While many in the industry have seen cable giant Comcast's size as at least somewhat threatening, it is exactly this scale that might hurt the company in a weak economy.

Long-ailing cable stocks declined further Wednesday after Comcast cut its 2007 financial guidance and predicted basic-cable subscriber losses this year and next, citing increased competition and economic woes.

If Verizon and AT&T -- which have rolled out competing video services -- stay as aggressive with free TV offers and the like in the market right now, "we will lose some basic subscribers over the next few years," Comcast co-CFO Michael Angelakis said Wednesday on the last day of the UBS Global Media & Communications Conference in New York.

Angelakis said Comcast's scale across the U.S. has meant that it has been stung by the downturn in the housing market and a sluggish economy. "When we see a little bit of a rise in both churn and bad debt, that indicates there's an economic issue," he said. But he vowed to fight hard to boost customer trends. "One of many tactics we are looking at is lower-speed (broadband) service" to retain economically pressured homes, he told the UBS conference.

The largest U.S. cable operator late Tuesday reduced its 2007 forecast for subscriber additions by half a million and cable revenue growth from 12% to about 11%

Investors didn't seem to care that Comcast still targets to add 6 million revenue-generating units, up from 5 million in 2006, and that most analysts have had lower estimates than management already.

Comcast Class A shares were down 8.7% at $18.92 after being down more than 10% intraday. Comcast led Wednesday's decliners on The Hollywood Reporter's Showbiz 50 stock index.

Other cable stocks also suffered. Time Warner Cable shares fell 4.4% to $25.87, while Cablevision Systems' stock declined 4.2% to $25.76 and set a new low of $25 intraday.

Goldman Sachs analyst Anthony Noto on Wednesday removed Comcast shares from his firm's "America's buy list" and downgraded his rating from "buy" to "neutral." He also cut his price target by $3 to $22. "Our extreme downside scenario is playing out worse than we thought and are thus lowering our estimates again," he said in a report. "Shares have fallen 27% since our Jan. 3 initiation, versus the S&P Broadcasting/Cable Index down 19%; and are down 24% over the last 12 months."

In the title to a research note highlighting the competitive pressure exuded by telecom firms and satellite TV firms, Pali Research analyst Richard Greenfield summarized Comcast's current situation like this: "The war intensifies."

Only five weeks after lowering 2007 free-cash-flow guidance, Comcast has reduced them again -- to a 20% decline over 2006 from an original projection of unchanged results, he said.

Angelakis' appearance Wednesday capped a UBS conference that put the spotlight on cable operators' slowed subscriber momentum amid increased competition.

Cable executives at the conference admitted to increased competitive pressures, but largely shrugged off their financial impact for now.

Charter Communications president and CEO Neil Smit said Verizon's FiOS TV and AT&T's U-verse video services are available in 6%-7% of Charter's markets -- below the overlap with other cable firms.

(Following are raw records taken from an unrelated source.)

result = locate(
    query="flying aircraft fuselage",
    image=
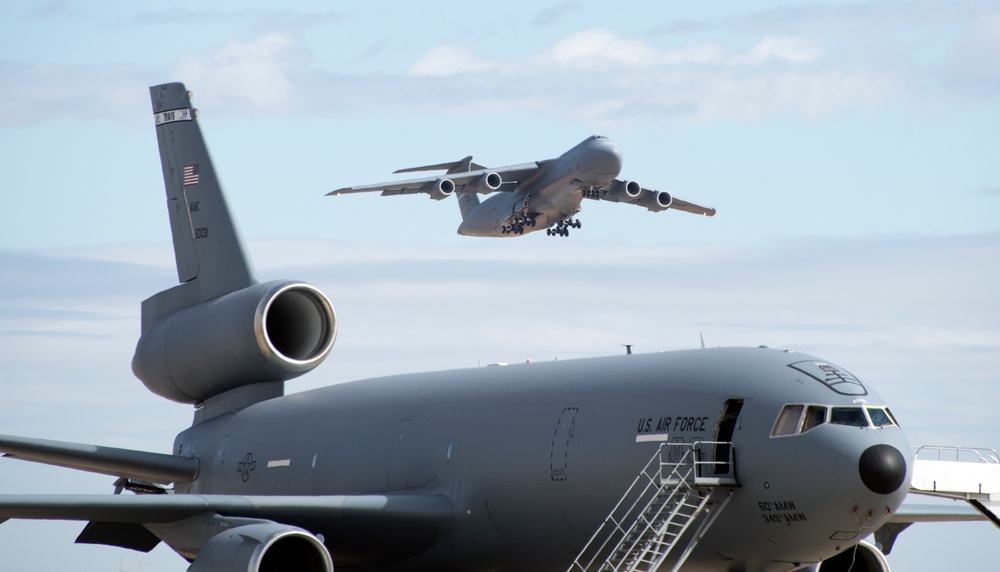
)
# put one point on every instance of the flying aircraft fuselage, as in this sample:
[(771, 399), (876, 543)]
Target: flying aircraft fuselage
[(553, 194), (532, 457)]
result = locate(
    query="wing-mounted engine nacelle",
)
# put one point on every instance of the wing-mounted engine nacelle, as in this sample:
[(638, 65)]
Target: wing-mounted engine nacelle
[(273, 331), (441, 189), (489, 182), (866, 557), (627, 191), (264, 546), (656, 201)]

"We have seen increased competitive advertising in these markets," Smit said. "But in many cases, these are me-too products. There are many introductory promotional offers," but the ultimate price is about the same as for cable.

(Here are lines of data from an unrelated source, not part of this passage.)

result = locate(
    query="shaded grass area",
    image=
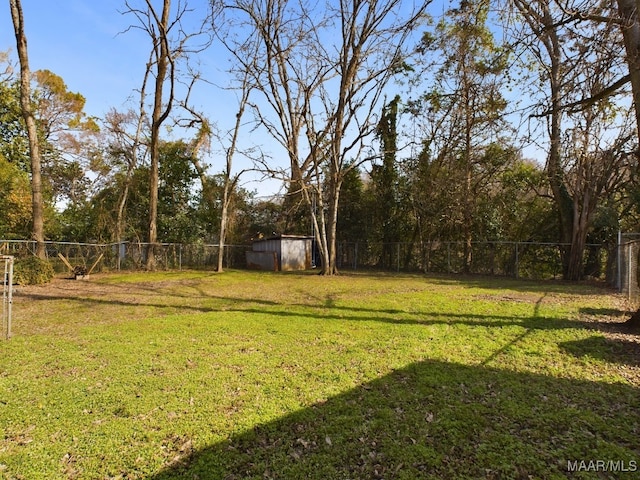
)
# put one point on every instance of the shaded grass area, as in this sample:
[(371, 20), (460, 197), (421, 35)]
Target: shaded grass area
[(256, 375)]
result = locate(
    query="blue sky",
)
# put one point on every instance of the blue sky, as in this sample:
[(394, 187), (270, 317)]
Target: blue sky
[(81, 41), (86, 42)]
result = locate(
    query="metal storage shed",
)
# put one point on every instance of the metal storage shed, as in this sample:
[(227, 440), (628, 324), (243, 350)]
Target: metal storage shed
[(282, 252)]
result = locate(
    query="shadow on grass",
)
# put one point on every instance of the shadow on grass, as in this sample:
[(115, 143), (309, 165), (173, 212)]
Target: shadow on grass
[(610, 350), (326, 309), (434, 420)]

Smit said Charter feels its bundled services are a solid counter-offer, and the company has a council that analyzes markets with upcoming telecom video launches and tailors pricing and packaging to be as competitive as possible.

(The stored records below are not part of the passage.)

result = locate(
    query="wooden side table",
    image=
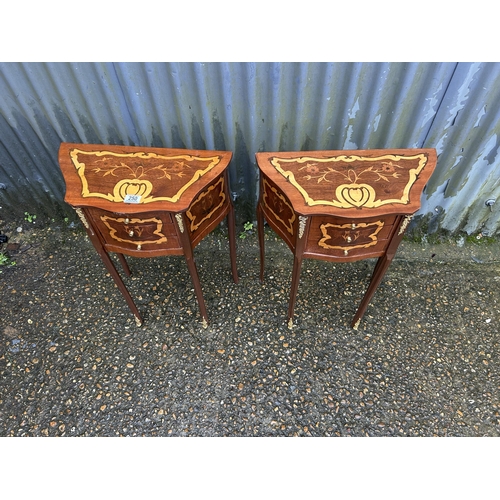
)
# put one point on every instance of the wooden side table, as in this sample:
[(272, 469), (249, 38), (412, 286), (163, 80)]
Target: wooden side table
[(148, 202), (341, 206)]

Similarly, Time Warner Cable chairman and CEO Glenn Britt said that Los Angeles and Dallas, where TWC acquired systems in the Adelphia Communications deal, have seen competition from Verizon's FiOS TV and AT&T's U-verse video services.

"They have made good headway there, especially Verizon," Britt said. But he added that the telecom competitors' financial impact on TWC is "pretty small right now."

Verizon president and COO Denny Strigl had an understandably good time when asked about his firm's FiOS TV video service at the UBS conference Wednesday. "What have you heard!?" he replied when confronted with the fact that the cable presenters had all referenced FiOS.

"We have been very pleased," he added, saying that FiOS subscriber momentum has been better than expected by his team in markets where Verizon offers its video service together with telephone and broadband services.

He declined to say for how much longer Verizon would give LCD TVs away as part of promotional offers, but he lauded their success and said they were for a limited time only.

"It's an idea, by the way, that we stole from the cable companies," Strigl said.